The tickets ended up being a little pricey ($15 is an exclusive high society price here) but we've been saying YONO for a while now (you only Nepal once, this despite our scoping out of expat life here, which is increasingly tempting). The concert was phenomenal, it featured artists from around the world in collaborative pieces an Jazz that flowed through the night making the hours seems like mere minutes completely insufficient time to appreciate the quality of music. The beats of Dizzy Gillespie were swung high on a traditional violin-like instrument, and the pops and punched of fingertips on a type of bongo electrified the crowd, holding us captive while he played so quietly I hardly dared to breathe and risk missing the beats. A middle aged Indian man, his traditional crisp white linen suit accommodating a comical pot belly provided vocals, and while he played a bit of a diva, the vocals were surprisingly perfect for the classic jazz numbers. The runs and scat in Hindi were completely different from the gravelly baritones I was used to, but his voice was just as worn as the best crooners, and smooth as well, but distinctly exotic as it stayed within the Indian chromatic scale. Just as the vocal solo for a number towards the end of the concert was building its crescendo, the other musicians nodding and bobbing appreciatively and the cliche dancing toddlers held up by their parents in the crowd, the power cut. The crowd sighed and deflated with disappointment, the vocalist disappeared in a huff, but the brass section was unfazed. In only a minute of rearrangement they had formed a huddled group slightly offstage, starting small and quickly back into full swing each instrument throwing out improvisations, they floated back towards the drums and by the time the generators recovered the saxophones were braying the final notes of an excellent number. My roommate and I bought the CD from last year and have been listening to it all week. At the end of this month is Artmandu and I hope I can make time to volunteer or at least attend. While Nepal may be only just building up it's international events they are super easy to get involved in and always open and fun.

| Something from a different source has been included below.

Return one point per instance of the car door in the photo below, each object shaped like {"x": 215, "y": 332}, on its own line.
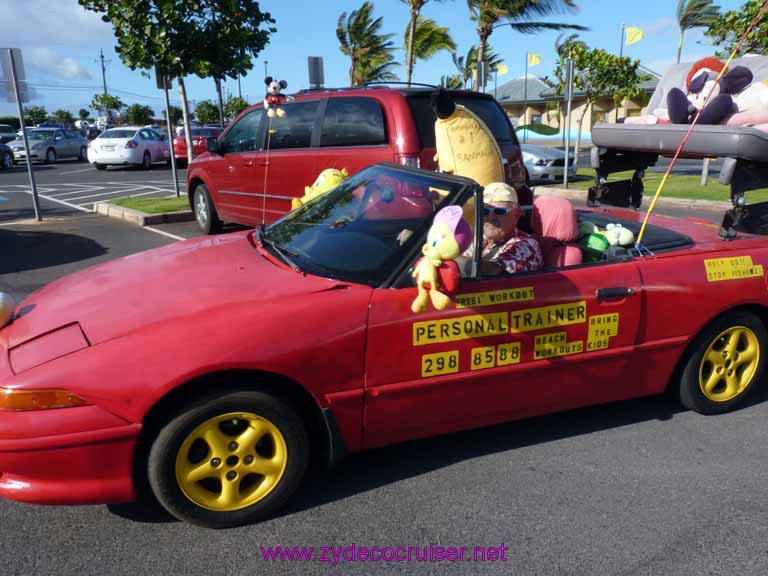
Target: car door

But it's the requirements of daily living that have made me reflect on America the most. The large street a few blocks from where we're staying gives me a form of anxiety I can only assume is the culture shock that I skipped at the beginning of the semester. What could possibly need a building more than 5 stories tall? And wider than two apartments? Though the street has no formal arrangement of lanes I suspect it would be four lanes wide in the US, giant for here. It's my first inkling of what returning to America will be like, though perhaps not as the chaos of construction and constant danger of being run over is not so much a thing in the calm organization of DC. The other overwhelming experience was trying to stock the kitchen with food at Nepal's chain of giant grocery stores, again, giant is relative: it's smaller than any American store but bigger than the garage front counters where I've been buying snacks. Paralyzed by abundance and choice, it probably took over an hour to do a basic shopping trip. That number does not include the time spent riding the escalator in amazement to the department stores above, or when I mistook a mirrored surface for another room. It's actually like we're wolf-children being shown civilization for the first time. But I prefer to buy produce from the street markets, where people pile their vegetables high in a basket and walk to a public square, around one of the intricately carved water sources and set out what they have. With only a few words of Nepali and buying small amounts of food I get laughed at a lot, which is ok, and not as bad as if they knew how epic my failures in the kitchen later are. But in my defense I have mastered a delicious milk tea, and roti may be just flour and water but it is surprisingly nuanced for that (as in mine is a brick). But we're slowly improving, and it's fun to laugh at our own ineptitude, I just hope the learning curve speeds up.